Moreover, luteolin inhibits mast cells30, 31 and has anti‐inflammatory properties.32 A novel luteolin analogue, tetramethoxyluteolin, is even more potent32 and can also inhibit secretion of the pro‐inflammatory cytokines TNF and IL‐1β,33, 34 as well as the chemokines CCL2 and CCL535 from human mast cells.

Effective ways to administer luteolin would be those that overcome the poor oral absorption of flavones,36 as in the available liposomal formulation of luteolin (e.g., PureLut), mixed in olive pomace oil that has additional anti‐inflammatory actions of its own.37 The combination (e.g., FibroProtek) of luteolin (3′, 4′, 5,7‐tetrahydroxyflavone) with the structurally related quercetin (3,3′, 4′,5,7‐pentahydroxyflavonol) would be even more potent because both luteolin and quercetin were recently identified via molecular docking software to have the best potential to act as COVID‐19 inhibitors.38, 39 Moreover, the use of the world's most powerful supercomputer SUMMIT to carry out high‐throughput screening for small molecules interacting with the human ACE₂ receptor required for SARS‐CoV‐2 binding to host cells ranked the luteolin structural analogue eriodictyol (5,7,3′,4′‐tetrahydroxyflavanone) among the best potential inhibitors of COVID‐19.40 A new dietary supplement to be available soon combines luteolin, quercetin, and eriodictyol (ViralProtek, proprietary formulation, patent pending) to achieve the maximal benefit of these flavonoids.

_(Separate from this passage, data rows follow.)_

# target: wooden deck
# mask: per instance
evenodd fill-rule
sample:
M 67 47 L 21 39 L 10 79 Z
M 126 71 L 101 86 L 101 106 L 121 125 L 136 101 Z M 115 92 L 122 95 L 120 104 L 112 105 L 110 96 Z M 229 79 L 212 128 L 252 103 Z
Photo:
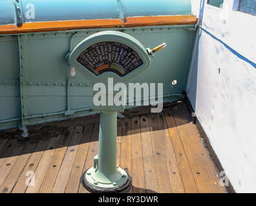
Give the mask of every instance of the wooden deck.
M 98 153 L 98 120 L 35 126 L 23 141 L 1 131 L 0 192 L 87 192 L 80 178 Z M 118 120 L 117 164 L 132 192 L 226 192 L 185 104 Z

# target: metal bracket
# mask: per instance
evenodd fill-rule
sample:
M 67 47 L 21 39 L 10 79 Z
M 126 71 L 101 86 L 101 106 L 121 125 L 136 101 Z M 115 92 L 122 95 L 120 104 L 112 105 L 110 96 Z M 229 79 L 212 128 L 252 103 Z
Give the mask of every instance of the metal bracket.
M 122 0 L 116 0 L 116 4 L 118 5 L 118 11 L 119 17 L 120 18 L 120 20 L 122 22 L 125 23 L 125 22 L 126 22 L 125 14 L 125 10 L 124 10 Z
M 16 24 L 17 26 L 22 26 L 23 13 L 22 10 L 21 0 L 14 0 L 16 10 Z

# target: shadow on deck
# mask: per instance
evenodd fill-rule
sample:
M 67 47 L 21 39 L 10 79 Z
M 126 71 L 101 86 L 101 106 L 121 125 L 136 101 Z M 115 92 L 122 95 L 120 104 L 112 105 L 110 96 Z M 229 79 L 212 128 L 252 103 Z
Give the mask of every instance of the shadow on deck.
M 118 119 L 117 164 L 132 176 L 131 192 L 226 192 L 186 104 L 149 108 Z M 16 129 L 0 131 L 0 192 L 87 192 L 80 178 L 98 131 L 94 115 L 31 126 L 22 141 Z

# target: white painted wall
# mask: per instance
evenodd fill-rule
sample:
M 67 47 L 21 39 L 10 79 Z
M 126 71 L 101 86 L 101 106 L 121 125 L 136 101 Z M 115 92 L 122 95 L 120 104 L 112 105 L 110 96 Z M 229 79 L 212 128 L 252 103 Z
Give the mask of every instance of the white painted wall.
M 202 27 L 230 48 L 199 30 L 187 92 L 235 190 L 256 192 L 256 16 L 206 2 Z

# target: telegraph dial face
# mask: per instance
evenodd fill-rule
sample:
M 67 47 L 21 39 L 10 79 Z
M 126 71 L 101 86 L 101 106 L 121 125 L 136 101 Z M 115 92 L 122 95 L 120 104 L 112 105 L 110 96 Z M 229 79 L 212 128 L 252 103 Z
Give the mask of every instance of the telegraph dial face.
M 115 41 L 102 41 L 83 50 L 76 61 L 96 75 L 111 71 L 123 77 L 143 64 L 131 47 Z

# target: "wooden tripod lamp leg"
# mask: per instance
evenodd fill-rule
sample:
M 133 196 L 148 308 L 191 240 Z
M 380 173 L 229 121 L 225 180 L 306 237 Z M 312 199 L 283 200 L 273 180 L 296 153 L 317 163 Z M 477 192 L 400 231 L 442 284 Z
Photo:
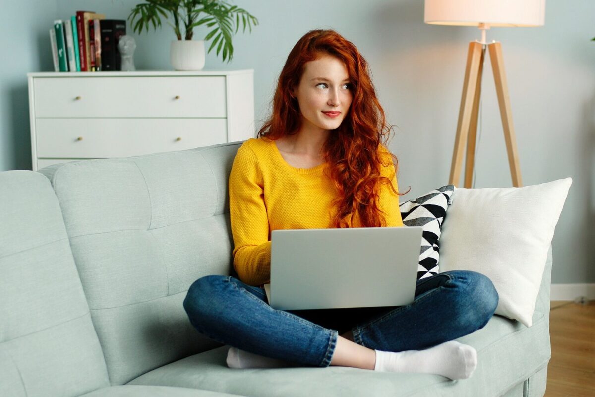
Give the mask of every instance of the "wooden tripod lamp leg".
M 504 71 L 502 46 L 500 43 L 491 43 L 488 45 L 488 48 L 490 49 L 491 68 L 494 71 L 496 92 L 498 95 L 500 115 L 502 119 L 502 127 L 504 129 L 504 139 L 506 142 L 508 164 L 511 168 L 511 175 L 512 176 L 512 185 L 520 187 L 522 186 L 522 181 L 521 179 L 521 167 L 519 165 L 515 129 L 512 124 L 511 99 L 508 95 L 508 85 L 506 83 L 506 75 Z
M 481 58 L 477 71 L 477 84 L 473 98 L 471 108 L 471 121 L 469 124 L 469 137 L 467 139 L 467 155 L 465 160 L 465 187 L 469 188 L 473 183 L 473 168 L 475 163 L 475 142 L 477 137 L 477 117 L 479 114 L 480 99 L 481 98 L 481 76 L 483 74 L 483 62 L 486 57 L 486 48 L 482 46 Z
M 477 42 L 469 43 L 467 52 L 467 65 L 465 70 L 463 93 L 459 109 L 459 121 L 456 126 L 456 137 L 452 154 L 450 176 L 449 183 L 458 186 L 462 167 L 463 152 L 467 142 L 469 127 L 471 120 L 473 102 L 475 94 L 477 76 L 481 60 L 482 45 Z

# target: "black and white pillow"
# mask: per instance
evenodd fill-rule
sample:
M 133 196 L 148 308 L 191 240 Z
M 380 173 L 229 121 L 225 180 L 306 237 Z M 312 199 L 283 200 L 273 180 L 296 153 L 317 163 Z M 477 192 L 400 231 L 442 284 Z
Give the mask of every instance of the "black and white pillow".
M 447 185 L 399 205 L 403 224 L 423 229 L 418 280 L 438 274 L 438 239 L 454 190 L 454 185 Z

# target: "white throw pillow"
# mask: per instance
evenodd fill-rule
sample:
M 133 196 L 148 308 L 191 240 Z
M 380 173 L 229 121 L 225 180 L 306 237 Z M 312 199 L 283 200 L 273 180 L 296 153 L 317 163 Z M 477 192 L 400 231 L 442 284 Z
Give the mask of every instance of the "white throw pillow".
M 571 178 L 523 187 L 455 189 L 442 224 L 440 273 L 472 270 L 494 283 L 497 314 L 527 327 Z

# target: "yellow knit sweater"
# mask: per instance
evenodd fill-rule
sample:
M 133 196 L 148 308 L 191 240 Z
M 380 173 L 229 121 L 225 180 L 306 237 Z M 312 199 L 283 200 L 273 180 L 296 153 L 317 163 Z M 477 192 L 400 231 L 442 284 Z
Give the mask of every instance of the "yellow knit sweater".
M 249 139 L 238 149 L 229 177 L 229 207 L 233 266 L 243 282 L 269 282 L 272 230 L 333 227 L 337 192 L 323 174 L 326 165 L 292 167 L 266 138 Z M 382 174 L 390 177 L 394 165 L 383 168 Z M 398 190 L 396 177 L 393 183 Z M 381 186 L 379 205 L 387 226 L 403 226 L 399 196 L 388 185 Z

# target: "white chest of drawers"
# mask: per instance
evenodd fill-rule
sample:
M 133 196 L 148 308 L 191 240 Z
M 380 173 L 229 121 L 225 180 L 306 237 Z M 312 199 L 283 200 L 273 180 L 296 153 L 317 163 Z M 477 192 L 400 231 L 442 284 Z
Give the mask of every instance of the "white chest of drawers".
M 33 170 L 254 136 L 253 71 L 29 73 Z

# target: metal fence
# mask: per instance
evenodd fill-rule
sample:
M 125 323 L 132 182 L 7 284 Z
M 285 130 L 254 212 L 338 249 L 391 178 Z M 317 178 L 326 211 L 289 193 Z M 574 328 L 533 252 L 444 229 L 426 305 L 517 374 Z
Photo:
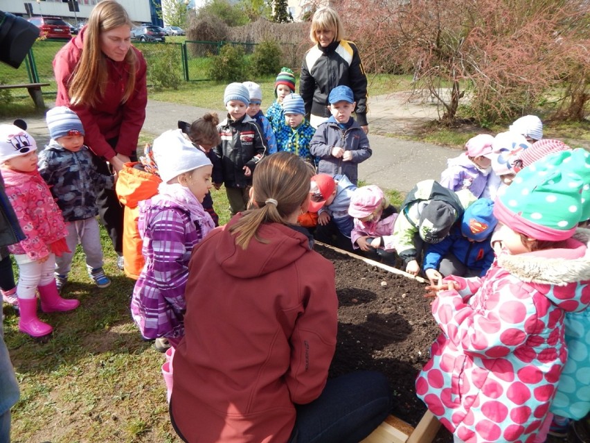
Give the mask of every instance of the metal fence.
M 57 87 L 53 75 L 53 62 L 55 54 L 67 42 L 64 40 L 38 40 L 31 48 L 28 57 L 18 69 L 0 64 L 0 84 L 15 85 L 20 83 L 47 82 L 49 86 L 43 88 L 43 94 L 55 96 Z M 134 42 L 134 46 L 141 51 L 148 60 L 148 78 L 150 76 L 150 65 L 155 69 L 156 60 L 160 58 L 163 49 L 172 51 L 173 69 L 180 71 L 180 78 L 185 81 L 204 81 L 210 80 L 212 57 L 220 53 L 225 44 L 242 46 L 244 53 L 251 55 L 256 46 L 255 43 L 237 42 L 198 42 L 188 40 L 183 43 Z M 152 62 L 150 63 L 150 60 Z M 22 96 L 23 97 L 25 95 Z

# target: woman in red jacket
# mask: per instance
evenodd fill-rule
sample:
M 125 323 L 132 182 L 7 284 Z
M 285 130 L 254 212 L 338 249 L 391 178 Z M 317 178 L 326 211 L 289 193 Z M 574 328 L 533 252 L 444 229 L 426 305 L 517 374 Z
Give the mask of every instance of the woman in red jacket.
M 99 172 L 109 165 L 118 171 L 136 160 L 139 131 L 145 119 L 148 92 L 145 60 L 131 46 L 133 23 L 114 0 L 92 10 L 88 25 L 56 54 L 56 106 L 67 106 L 80 116 L 84 144 L 94 153 Z M 114 191 L 102 189 L 97 203 L 100 218 L 121 256 L 123 211 Z M 118 263 L 122 268 L 122 261 Z
M 382 374 L 327 380 L 337 327 L 334 266 L 297 225 L 311 175 L 294 154 L 265 157 L 253 173 L 253 208 L 193 251 L 170 406 L 185 442 L 356 443 L 389 412 Z

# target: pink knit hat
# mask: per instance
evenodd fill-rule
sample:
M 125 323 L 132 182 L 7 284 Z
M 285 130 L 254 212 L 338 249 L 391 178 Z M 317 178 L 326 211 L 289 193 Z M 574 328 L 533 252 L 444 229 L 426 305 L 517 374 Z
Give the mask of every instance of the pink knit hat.
M 490 134 L 478 134 L 470 138 L 465 144 L 465 149 L 470 157 L 492 157 L 492 144 L 494 136 Z
M 552 139 L 544 139 L 535 141 L 528 149 L 520 151 L 516 155 L 516 159 L 512 162 L 515 172 L 517 173 L 537 160 L 553 153 L 562 150 L 571 150 L 563 141 Z
M 379 207 L 384 198 L 383 191 L 373 184 L 357 188 L 350 197 L 348 215 L 355 218 L 366 217 Z

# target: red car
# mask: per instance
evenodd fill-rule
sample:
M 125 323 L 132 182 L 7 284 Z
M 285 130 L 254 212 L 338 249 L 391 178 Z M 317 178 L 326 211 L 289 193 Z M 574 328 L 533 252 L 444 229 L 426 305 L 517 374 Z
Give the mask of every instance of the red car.
M 59 17 L 34 17 L 28 19 L 33 24 L 39 28 L 39 36 L 45 38 L 71 39 L 69 25 Z

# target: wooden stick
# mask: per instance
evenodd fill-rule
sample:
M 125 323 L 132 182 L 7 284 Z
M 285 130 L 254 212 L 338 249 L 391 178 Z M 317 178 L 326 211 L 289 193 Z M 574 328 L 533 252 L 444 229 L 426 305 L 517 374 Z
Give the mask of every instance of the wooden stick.
M 349 252 L 348 251 L 345 251 L 343 249 L 340 249 L 339 247 L 336 247 L 335 246 L 331 246 L 330 245 L 327 245 L 326 243 L 323 243 L 321 241 L 316 241 L 316 244 L 320 245 L 321 246 L 323 246 L 324 247 L 328 247 L 328 249 L 331 249 L 332 250 L 336 251 L 337 252 L 339 252 L 340 254 L 343 254 L 344 255 L 348 255 L 349 257 L 352 257 L 353 259 L 358 259 L 359 260 L 362 260 L 366 263 L 370 265 L 371 266 L 377 266 L 377 268 L 380 268 L 381 269 L 384 269 L 386 271 L 388 271 L 393 274 L 399 274 L 400 275 L 403 275 L 404 277 L 407 277 L 409 279 L 412 279 L 414 280 L 417 280 L 420 283 L 427 283 L 427 280 L 423 279 L 421 277 L 418 277 L 418 275 L 412 275 L 409 272 L 405 271 L 402 271 L 397 268 L 393 268 L 393 266 L 388 266 L 387 265 L 384 265 L 382 263 L 379 263 L 378 261 L 375 261 L 375 260 L 371 260 L 370 259 L 366 259 L 365 257 L 361 257 L 359 255 L 357 255 L 356 254 L 352 254 L 352 252 Z

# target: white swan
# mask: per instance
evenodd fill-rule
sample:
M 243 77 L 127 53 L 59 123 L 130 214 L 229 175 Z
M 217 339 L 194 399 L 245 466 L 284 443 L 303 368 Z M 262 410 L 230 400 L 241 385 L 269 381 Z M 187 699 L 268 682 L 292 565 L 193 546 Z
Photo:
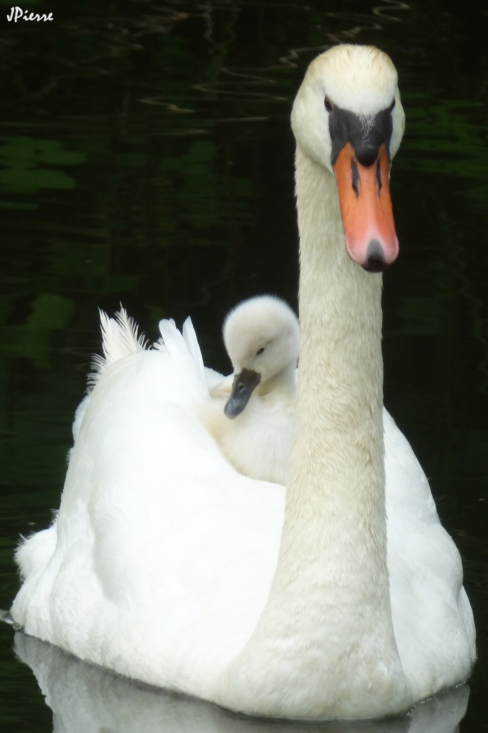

These flavonoids are generally considered safe41, 42 and can be used together with acetaminophen,43 but should not exceed a cumulative dose of 1–2 g/day because they can reduce liver metabolism.36 Although these flavonoids can be obtained from different plant sources, it is important to avoid the cheapest source of peanut shells that may affect persons allergic to peanuts, or fava beans, consumption of which could cause hemolytic anemia to Mediterranean extraction persons who lack the enzyme G₆PD. Such patients should also not be administered the antimalarial drugs chloroquine and hydroxychloroquine, which have been advocated based on anecdotal reports for the treatment of COVID‐19.44

It would be important to study the effect of SARS‐CoV‐2 directly on human mast cells and epithelial cells, as well as the effect of these flavonoids both on infectivity and on release of pro‐inflammatory molecules in vitro and in vivo.